Wolfgang Schaüble, ministre allemand des finances et lauréat 2012 du prix Charlemagne, qui récompense des personnalités ayant œuvré en faveur de l’unité européenne, s’est à nouveau prononcé cette semaine, à Aix-la-Chapelle, en faveur d’une élection au suffrage direct du président de l’Union européenne et, plus généralement, d’un renforcement et d’une « légitimation démocratique » des institutions européennes, seule de nature à emporter l’adhésion des peuples : « L'unité politique en Europe a besoin d'un visage. (…) Nous devons créer une union politique maintenant. Nous avons besoin d'institutions européennes fortes. (…) Lors des prochaines élections législatives européennes, les partis devraient présenter un candidat qui, dans le cas d'une victoire électorale, pourrait ensuite être accepté par les dirigeants des gouvernements nationaux comme président de la Commission. » Wolfgang Schaüble estime par ailleurs que la Commission européenne devrait devenir un « gouvernement européen ».
Le Premier ministre du Luxembourg, Jean-Claude Juncker, dans son éloge du lauréat a déclaré de son côté que « Wolfgang Schäuble appartient à ces classiques qui pensent que ce qui est bon pour l'Europe est bon pour leur pays, que ce qui est mauvais pour l'Europe est mauvais pour leur pays ».
Ce n’est pas la première fois que ces deux personnalités font montre d’un tempérament europhile.
Pourquoi gâchent-ils le tableau en faisant également montre, sans restriction ni commentaire, d’une fâcheuse allégeance aux « marchés » ?

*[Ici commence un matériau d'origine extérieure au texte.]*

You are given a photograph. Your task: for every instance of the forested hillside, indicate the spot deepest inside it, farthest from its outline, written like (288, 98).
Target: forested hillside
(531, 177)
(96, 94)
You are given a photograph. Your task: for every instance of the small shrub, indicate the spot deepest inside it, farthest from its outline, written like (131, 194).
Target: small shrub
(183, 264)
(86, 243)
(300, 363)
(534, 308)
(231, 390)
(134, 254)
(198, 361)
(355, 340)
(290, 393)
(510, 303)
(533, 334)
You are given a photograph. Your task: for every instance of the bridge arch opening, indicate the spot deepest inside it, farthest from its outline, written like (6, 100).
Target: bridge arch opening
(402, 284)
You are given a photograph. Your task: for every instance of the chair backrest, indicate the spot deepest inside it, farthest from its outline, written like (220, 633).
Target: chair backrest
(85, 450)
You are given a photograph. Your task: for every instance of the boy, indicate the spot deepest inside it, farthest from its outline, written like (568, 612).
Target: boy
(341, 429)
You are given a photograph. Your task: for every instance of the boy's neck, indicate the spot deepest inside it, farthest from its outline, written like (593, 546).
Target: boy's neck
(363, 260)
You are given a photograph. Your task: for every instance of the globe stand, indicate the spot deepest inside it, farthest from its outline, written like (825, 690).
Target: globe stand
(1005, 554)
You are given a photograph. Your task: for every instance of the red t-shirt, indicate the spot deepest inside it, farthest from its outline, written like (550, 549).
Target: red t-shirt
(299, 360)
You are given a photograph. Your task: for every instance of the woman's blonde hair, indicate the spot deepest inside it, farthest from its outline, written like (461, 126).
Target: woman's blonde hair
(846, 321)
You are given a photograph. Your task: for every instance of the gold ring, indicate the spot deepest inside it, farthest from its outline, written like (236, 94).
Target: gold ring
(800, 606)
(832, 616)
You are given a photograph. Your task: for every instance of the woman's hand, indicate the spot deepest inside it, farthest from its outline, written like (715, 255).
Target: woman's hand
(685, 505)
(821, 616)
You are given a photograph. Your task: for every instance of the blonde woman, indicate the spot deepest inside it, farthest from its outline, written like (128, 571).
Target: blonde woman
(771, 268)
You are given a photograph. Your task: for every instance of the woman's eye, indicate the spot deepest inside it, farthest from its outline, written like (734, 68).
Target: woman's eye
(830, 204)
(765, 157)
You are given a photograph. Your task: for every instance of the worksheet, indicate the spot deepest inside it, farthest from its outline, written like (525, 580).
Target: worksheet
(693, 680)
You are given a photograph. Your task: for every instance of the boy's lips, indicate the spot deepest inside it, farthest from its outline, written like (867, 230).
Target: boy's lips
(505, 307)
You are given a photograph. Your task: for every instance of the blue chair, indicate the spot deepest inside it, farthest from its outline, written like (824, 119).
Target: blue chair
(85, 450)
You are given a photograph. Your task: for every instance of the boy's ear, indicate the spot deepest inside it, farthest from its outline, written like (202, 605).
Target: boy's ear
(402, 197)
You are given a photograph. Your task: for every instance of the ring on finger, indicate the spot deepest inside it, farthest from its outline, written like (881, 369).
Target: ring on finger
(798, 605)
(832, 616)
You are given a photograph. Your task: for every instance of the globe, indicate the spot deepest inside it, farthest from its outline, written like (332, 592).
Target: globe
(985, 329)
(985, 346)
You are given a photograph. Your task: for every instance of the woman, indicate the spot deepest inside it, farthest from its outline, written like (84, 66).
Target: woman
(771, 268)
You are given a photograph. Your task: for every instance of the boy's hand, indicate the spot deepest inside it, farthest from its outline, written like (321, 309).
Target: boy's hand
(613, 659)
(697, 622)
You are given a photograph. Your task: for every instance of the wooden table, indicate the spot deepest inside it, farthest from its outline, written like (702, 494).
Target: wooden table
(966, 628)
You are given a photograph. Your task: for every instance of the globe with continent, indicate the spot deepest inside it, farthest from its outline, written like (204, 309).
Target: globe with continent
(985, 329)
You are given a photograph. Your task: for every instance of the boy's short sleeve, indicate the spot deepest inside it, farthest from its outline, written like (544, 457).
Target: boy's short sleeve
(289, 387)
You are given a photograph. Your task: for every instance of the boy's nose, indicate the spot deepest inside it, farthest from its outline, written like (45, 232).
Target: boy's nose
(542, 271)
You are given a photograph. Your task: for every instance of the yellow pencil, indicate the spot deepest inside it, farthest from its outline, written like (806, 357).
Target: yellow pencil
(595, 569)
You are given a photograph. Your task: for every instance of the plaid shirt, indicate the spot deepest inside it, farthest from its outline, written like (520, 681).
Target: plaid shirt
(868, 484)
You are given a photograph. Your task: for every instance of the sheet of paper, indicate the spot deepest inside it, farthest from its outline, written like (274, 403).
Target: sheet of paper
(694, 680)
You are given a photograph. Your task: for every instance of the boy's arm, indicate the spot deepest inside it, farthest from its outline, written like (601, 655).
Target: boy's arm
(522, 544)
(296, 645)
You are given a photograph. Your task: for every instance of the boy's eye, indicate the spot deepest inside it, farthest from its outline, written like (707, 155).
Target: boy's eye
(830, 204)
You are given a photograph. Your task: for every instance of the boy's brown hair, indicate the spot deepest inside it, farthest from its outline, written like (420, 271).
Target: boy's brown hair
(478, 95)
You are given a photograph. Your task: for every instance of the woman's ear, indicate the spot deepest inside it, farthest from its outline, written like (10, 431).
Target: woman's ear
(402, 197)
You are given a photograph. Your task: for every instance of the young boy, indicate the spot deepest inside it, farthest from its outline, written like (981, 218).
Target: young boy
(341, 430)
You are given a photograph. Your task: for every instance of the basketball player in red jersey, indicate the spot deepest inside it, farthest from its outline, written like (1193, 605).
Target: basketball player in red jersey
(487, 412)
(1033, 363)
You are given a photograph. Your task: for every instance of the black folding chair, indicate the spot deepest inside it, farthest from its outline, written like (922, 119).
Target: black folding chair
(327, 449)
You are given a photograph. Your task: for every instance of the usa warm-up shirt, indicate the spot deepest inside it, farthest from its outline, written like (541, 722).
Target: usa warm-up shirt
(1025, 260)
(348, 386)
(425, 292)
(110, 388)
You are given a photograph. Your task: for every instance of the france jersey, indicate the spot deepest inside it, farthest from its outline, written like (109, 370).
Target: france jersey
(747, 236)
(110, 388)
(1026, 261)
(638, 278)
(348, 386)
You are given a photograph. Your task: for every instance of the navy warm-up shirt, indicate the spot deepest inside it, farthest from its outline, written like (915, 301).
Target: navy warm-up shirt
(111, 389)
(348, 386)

Les deux hommes, qui sont sur la même longueur d’onde en ce qui concerne la discipline budgétaire et la rigueur, semblent avoir intégré la soumission aux « marchés » comme une règle de conduite intangible et durable.
Le 12 février 2010, Jean-Claude Juncker déclarait (au quotidien Libération), à propos de la pression des marchés financiers sur la situation économique de la Grèce : « Si les marchés mettent en cause la crédibilité de la démarche grecque, des mesures additionnelles devront être prises ». En clair : la Grèce, et avec elle l’Union Européenne, prend ses ordres auprès des marchés.
Quant à Wolfgang Schaüble, il vient d’accompagner ses déclarations en faveur d’un renforcement des institutions européennes de l’argument suivant : « Nous devons œuvrer à ce que les marchés financiers gardent confiance dans la monnaie unique ». Est-ce aussi de cette manière qu’il compte « emporter l’adhésion des peuples » ?
Que, dans l’urgence et sous la pression, on soit bien obligé de tenir compte des réactions des marchés financiers, on peut le comprendre, encore que le mieux eut été que nos gouvernants, de démissions en abandons, ne nous livrent pas ainsi corps et biens à un maître sans visage et sans âme : le « marché ».
Mais que l’on se réfère à eux pour justifier des évolutions institutionnelles, qui s’inscrivent nécessairement dans le domaine politique et dans le long terme, voila qui est au minimum maladroit et pour tout dire inquiétant.
Il se trouve que Wolfgang Schaüble a confirmé, cette même semaine, son intérêt pour la présidence de l’Eurogroupe, qui rassemble les ministres des Finances de la zone Euro. Jean-Claude Juncker, qui aura occupé la fonction de 2005 à juin 2012, est favorable à cette candidature. Si la démocratie gagne du terrain au sein de l’Union européenne, comme Wolfgang Schaüble semble le souhaiter, il faudra rappeler à celui-ci que la règle du jeu ne peut pas être : « les marchés d’abord et les citoyens ensuite ».
En attendant, c’est avec des déclarations de ce genre qu’on alimente l’europhobie d’une partie de l’opinion.